In her email to me, Ms. Fairchild stated she loved the training the radio series gave her in using her voice to convey a scene. This is somewhat surprising because, quite frankly, she is very, very good in the role of Kate Wakefield. Considering this was early in her career, she is amazingly adept at emoting with her voice, sounding very natural in the role. The series is actually very well written and fun to listen to though the existing copies in the OTRR library have no dates. It is easy enough to put them in order even if the dates are missing.

In creating the hour long series, Radio Playhouse, Richard Cox explained that its genesis was somewhat fortuitous. At a lunch with one of his clients, Bristol Myers, the company officials were complaining about the costs of television sponsorship.

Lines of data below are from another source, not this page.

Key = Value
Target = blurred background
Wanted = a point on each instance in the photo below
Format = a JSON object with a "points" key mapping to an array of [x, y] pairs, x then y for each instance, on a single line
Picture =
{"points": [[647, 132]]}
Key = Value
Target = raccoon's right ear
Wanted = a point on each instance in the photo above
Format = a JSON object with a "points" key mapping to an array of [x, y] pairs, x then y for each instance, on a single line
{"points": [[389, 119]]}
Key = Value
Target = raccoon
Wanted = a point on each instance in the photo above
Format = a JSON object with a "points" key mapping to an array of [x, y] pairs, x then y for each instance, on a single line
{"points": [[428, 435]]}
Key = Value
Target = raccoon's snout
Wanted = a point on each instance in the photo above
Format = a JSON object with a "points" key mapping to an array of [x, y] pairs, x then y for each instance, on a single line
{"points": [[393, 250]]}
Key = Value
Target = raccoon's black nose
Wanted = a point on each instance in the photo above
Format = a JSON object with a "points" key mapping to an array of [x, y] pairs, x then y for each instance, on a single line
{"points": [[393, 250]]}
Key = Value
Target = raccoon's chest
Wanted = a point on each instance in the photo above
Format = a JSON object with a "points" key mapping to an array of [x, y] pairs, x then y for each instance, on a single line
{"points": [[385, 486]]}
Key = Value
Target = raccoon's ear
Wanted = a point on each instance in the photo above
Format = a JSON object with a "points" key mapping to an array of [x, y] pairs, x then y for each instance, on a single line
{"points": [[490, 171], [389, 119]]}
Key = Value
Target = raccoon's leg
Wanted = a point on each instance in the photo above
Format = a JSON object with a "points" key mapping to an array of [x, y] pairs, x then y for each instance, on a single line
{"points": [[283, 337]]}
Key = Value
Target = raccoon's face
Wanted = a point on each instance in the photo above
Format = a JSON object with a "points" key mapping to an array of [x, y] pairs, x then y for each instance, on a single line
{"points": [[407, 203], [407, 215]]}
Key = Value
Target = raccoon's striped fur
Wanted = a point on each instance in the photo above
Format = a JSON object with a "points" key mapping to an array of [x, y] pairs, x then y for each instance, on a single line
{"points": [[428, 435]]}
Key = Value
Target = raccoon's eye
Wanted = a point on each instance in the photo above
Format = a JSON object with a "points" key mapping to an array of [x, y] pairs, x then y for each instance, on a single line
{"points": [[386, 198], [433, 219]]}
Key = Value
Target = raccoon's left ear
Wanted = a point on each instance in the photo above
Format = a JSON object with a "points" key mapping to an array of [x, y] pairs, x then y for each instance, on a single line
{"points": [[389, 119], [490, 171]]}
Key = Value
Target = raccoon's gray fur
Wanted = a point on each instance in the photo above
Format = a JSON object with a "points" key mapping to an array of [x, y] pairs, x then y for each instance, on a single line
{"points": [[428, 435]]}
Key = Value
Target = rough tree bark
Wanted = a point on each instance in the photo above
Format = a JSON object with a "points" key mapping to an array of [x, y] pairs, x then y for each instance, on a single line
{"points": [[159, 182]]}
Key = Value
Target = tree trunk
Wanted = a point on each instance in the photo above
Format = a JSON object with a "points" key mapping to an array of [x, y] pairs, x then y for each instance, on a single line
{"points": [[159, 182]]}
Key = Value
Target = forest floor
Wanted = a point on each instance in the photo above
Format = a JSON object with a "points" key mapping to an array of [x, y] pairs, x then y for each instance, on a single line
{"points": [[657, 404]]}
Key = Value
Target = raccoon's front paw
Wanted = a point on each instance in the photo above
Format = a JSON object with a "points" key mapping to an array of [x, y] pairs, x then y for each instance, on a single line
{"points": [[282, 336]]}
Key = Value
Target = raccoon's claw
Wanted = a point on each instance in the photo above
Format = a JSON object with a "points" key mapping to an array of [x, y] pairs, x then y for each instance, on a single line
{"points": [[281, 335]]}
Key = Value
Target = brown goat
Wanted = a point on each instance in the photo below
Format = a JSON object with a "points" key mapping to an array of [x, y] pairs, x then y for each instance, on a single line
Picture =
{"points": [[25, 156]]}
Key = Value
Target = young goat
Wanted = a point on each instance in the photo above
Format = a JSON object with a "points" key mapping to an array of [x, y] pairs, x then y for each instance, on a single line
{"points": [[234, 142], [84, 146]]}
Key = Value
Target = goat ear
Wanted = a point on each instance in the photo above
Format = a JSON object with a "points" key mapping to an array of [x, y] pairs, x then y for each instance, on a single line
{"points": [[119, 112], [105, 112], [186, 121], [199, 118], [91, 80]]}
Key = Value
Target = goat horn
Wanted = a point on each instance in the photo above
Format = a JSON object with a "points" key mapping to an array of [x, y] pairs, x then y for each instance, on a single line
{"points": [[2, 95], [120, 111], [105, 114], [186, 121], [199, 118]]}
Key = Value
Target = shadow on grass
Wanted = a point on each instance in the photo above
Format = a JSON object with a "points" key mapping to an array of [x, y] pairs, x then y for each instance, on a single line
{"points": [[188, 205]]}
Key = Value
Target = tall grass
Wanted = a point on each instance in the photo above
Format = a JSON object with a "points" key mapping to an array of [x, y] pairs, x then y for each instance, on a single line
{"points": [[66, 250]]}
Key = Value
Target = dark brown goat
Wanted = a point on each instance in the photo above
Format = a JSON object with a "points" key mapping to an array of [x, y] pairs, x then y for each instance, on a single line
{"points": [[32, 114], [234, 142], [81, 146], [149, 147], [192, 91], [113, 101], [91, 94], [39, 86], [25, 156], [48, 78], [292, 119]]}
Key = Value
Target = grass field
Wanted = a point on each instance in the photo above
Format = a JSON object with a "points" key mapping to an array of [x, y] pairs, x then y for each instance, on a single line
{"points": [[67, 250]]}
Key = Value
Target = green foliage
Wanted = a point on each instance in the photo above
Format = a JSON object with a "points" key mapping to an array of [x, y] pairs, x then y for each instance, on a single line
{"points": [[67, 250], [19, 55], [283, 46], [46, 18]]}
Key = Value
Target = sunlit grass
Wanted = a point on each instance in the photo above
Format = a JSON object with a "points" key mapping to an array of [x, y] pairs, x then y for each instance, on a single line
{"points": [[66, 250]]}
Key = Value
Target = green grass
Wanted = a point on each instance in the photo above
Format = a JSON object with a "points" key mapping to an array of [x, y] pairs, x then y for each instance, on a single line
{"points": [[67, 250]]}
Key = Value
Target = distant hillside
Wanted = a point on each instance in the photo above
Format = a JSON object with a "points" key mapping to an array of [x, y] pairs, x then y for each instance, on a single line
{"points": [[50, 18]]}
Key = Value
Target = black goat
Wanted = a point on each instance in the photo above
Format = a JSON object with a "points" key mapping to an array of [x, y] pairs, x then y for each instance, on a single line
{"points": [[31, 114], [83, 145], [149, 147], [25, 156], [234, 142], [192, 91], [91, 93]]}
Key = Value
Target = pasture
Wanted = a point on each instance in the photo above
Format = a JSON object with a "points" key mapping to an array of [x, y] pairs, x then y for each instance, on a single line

Cox, a self-described radio fan, suggested radio as a medium for sponsoring a program.

During the course of that lunch, the ad exec had mapped out an hour long umbrella consisting of “two soaps, the adaptation of a famous novel or play, and the comedy.” The show was offered to stations on a barter basis in which Bristol Myers got six minutes of commercial time and local stations would get 12 minutes to fill with their own sponsors.

At the time, and ultimately what occurred, the idea of a new dramatic program was considered “an uphill fight.” By 1975 when this series debuted, Mutual had already pulled its free offerings to local stations including Zero Hour because of disappointing response. Others had also failed. Though he was hopeful at the time, so too, Radio Playhouse including The Faces of Love would end its run and leave the air by summer’s end in 1976 after 26 weeks.